I am married for 33 years and we have two children. We have been together for twelve years, and during that time, I have caught him with another woman several times. We have fought over some women, got some pregnant, but in the end I always forgive him.
I still love him. He was my first love even though he wasn't the one who cheated on me. Back then, he said, “there are no such women, just a taste, no strings attached." Because I'm not that knowledgeable when it comes to that kind of thing, maybe that's why he's looking for something else that I can't give. It's gotten to the point where I'm just letting him go, as long as he comes home to us and doesn't forget our financial support.
When it comes to money, he only earns enough to cover the family's expenses. I don't have a job, so if I leave him, we will have a hard time. So even though I'm hurting, I endure it for the sake of the children.
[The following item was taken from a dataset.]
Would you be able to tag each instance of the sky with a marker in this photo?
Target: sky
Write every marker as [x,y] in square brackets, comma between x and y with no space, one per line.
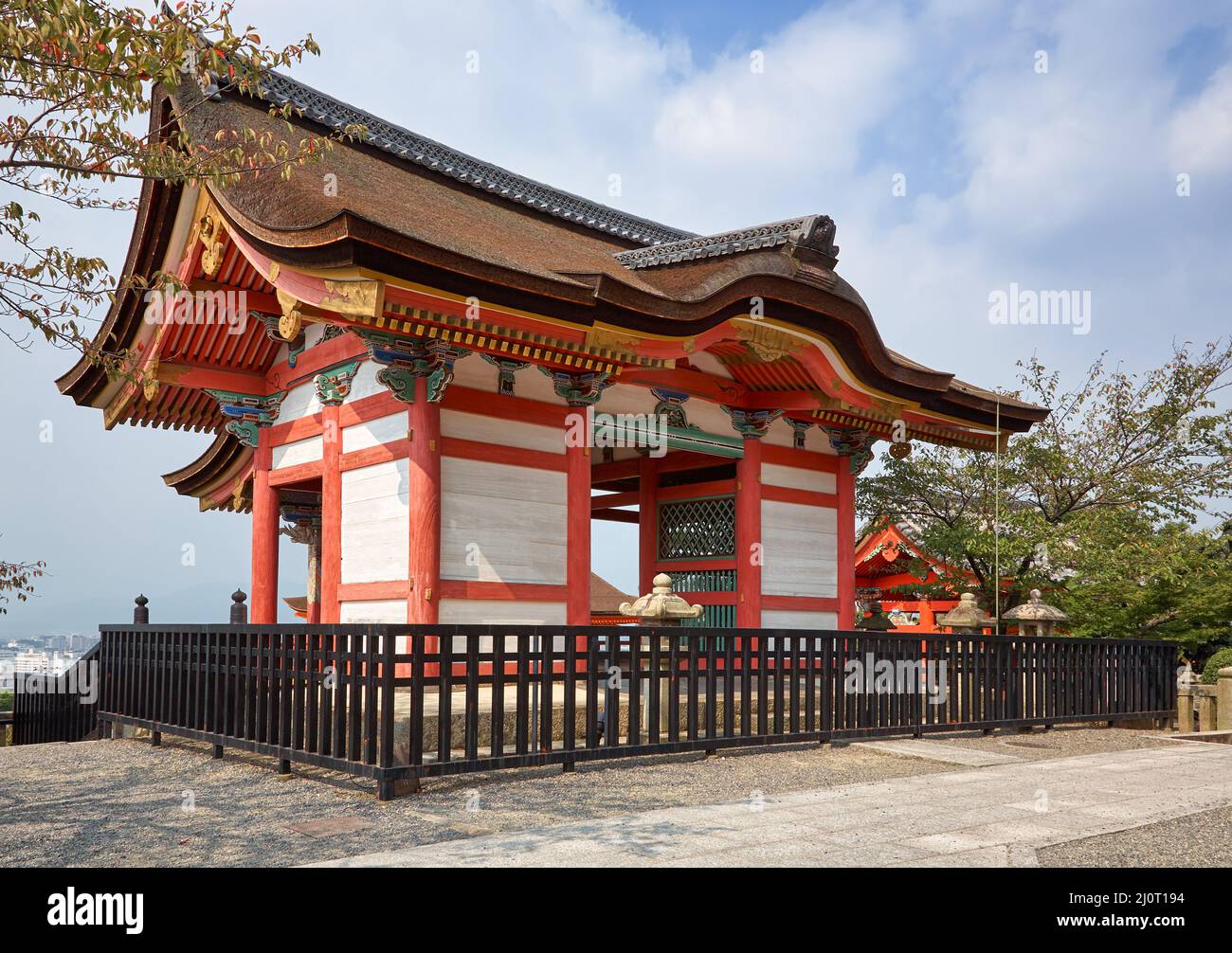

I know some will say that I'm a martyr or a fool, but I'm just practical. I also don't expect anything else but him.
But even then, it hurt too much. I caught him with a woman again, and what hurt more was, it wasn't just a taste but it seemed like he had attached feelings there. He himself gave the details and said who the woman was. He even said I could go after her if I wanted. He promised to stop and change, and he apologized—he said it was for the children. I accepted him back because I was thinking about them.
But now, it feels like I'm the villain. He's using a dummy account to discredit his woman, and it feels like I'm the one to blame. Now my husband and I are two people fighting to discredit the woman. I don't know if this is right, or if I should level with him.
I'm tired. I really want to heal. But how? I've spent so many years and sacrifices. So many times I've chosen to forgive him. But for how long? Is it still right for me to give him another chance? Or is it time for me to think about myself and start a new life?
Now, I'm confused about what to do. I still love him, but I love my peace of mind and my children's future more. I want to end the pain but I don't know how to start.